A heart attack blinded the life of the writer José León Sánchez this past week, a unique personality in the culture of Costa Rica, whose life went from being the “Monster of the Basilica” to the recognition of the Magón National Culture Award.
In the middle, he left a long trail of literary work whose flagship is The Island of Lonely Men, a text that still impresses and embarrasses us today given the devastating account of what was the prison in San Lucas.
The former director of the Colegio de Costa Rica, Álvaro Rojas, who has had close contact with Sánchez and his family, confirmed that the writer’s death occurred around 5 p.m. and that in recent days his heart condition had deteriorated.
Vindication came late
In his adolescence he was tried, convicted and stigmatized for a crime he did not commit and the vindication would come many years later, when in 1999 the Supreme Court of Justice determined that, in effect, he was innocent, he always was. Then, the other high point, in 2018 he was recognized with the Magón.

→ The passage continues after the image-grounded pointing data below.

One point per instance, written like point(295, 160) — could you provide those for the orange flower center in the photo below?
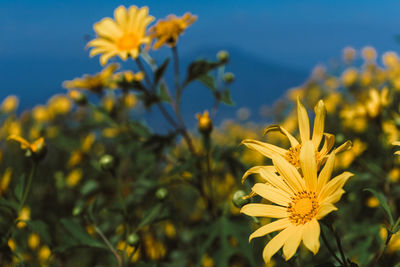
point(303, 208)
point(127, 42)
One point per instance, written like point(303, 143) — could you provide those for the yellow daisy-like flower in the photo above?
point(94, 83)
point(396, 143)
point(301, 201)
point(292, 154)
point(37, 147)
point(167, 31)
point(123, 36)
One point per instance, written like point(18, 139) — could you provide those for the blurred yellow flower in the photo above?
point(123, 36)
point(204, 122)
point(94, 83)
point(37, 147)
point(168, 30)
point(5, 180)
point(349, 77)
point(302, 201)
point(24, 215)
point(292, 154)
point(9, 104)
point(74, 177)
point(44, 254)
point(33, 241)
point(369, 54)
point(349, 54)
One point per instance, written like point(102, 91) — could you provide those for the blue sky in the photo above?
point(46, 37)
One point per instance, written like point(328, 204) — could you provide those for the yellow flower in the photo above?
point(74, 177)
point(33, 240)
point(301, 201)
point(167, 31)
point(9, 104)
point(94, 83)
point(123, 36)
point(24, 215)
point(292, 154)
point(37, 147)
point(5, 180)
point(44, 254)
point(204, 122)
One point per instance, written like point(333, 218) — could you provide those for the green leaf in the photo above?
point(79, 233)
point(19, 188)
point(209, 82)
point(383, 204)
point(200, 68)
point(159, 72)
point(153, 214)
point(41, 229)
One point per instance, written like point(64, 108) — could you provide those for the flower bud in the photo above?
point(78, 97)
point(239, 199)
point(161, 193)
point(229, 77)
point(204, 123)
point(223, 56)
point(133, 239)
point(107, 163)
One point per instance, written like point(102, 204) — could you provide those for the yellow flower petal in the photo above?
point(293, 141)
point(325, 209)
point(271, 227)
point(333, 185)
point(264, 210)
point(311, 236)
point(277, 242)
point(268, 173)
point(318, 131)
point(309, 165)
point(326, 172)
point(293, 242)
point(272, 194)
point(266, 149)
point(304, 122)
point(289, 173)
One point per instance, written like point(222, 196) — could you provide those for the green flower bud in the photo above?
point(239, 199)
point(229, 77)
point(107, 163)
point(161, 193)
point(223, 56)
point(133, 239)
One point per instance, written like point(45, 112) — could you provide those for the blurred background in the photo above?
point(273, 44)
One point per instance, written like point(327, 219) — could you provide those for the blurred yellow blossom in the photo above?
point(168, 30)
point(33, 241)
point(123, 36)
point(10, 104)
point(24, 215)
point(94, 83)
point(74, 177)
point(5, 180)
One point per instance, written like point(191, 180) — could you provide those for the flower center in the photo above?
point(303, 208)
point(293, 156)
point(127, 42)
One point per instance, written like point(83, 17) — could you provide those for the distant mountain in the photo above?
point(257, 82)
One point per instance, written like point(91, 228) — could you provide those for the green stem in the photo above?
point(28, 186)
point(328, 246)
point(110, 247)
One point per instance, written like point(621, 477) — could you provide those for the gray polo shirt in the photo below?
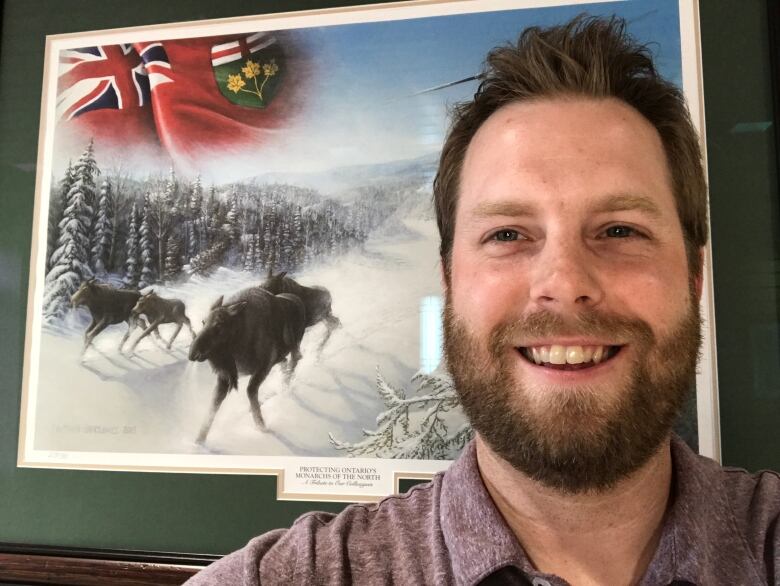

At 90 years old, José León Sánchez received, against all odds, the most important award in Costa Rican culture. Sánchez was an intense collaborator of multiple publications through opinion articles that he published over the years.
In one of the last ones, in 2020, he angrily addressed the issue of the selection of national awards and the treatment that the State gives to those who develop art and culture.
An extraordinary life
Rojas commented that Sánchez’s was “an extraordinary life to think about politics and power relations in 20th century Costa Rica, his case is representative of a tremendously conservative and violent society.”
The writer also pointed out that the famous crime of the Basilica “stigmatized him, but miraculously also made him one of the most important writers of Costa Rican literature” in his opinion, mainly due to three works: “Campanas para Callar”, “Al Viento”, “La Isla de los Hombres Solos”, which is a barbaric document and a sample of what the repressive penal system of San Lucas Island was like, written with an impressive sensitivity for someone who knew how to read and write and perfected it in prison at a place that was like hell”.
The third work he mentioned was Tenochtitlan, “the chronicle of the last battle of the Aztecs, when they lost Tenochtitlan to the Spanish.” He added that it is “the story told from the point of view of the defeated, which is the point of view from which José León saw things, in that sense he was an iconoclast, always swimming against the current of the official Costa Rican culture”. Rojas described José León as a person “with extraordinary sensitivity, he was afraid of the sea, listening to the sound of the waves.” He also described him as a great voracious reader, with a huge heart, with a lot of knowledge of many things acquired by his own free will, almost always studying alone and always generous and willing to help people like me, who were his friends and who`s departure hurts a lot.”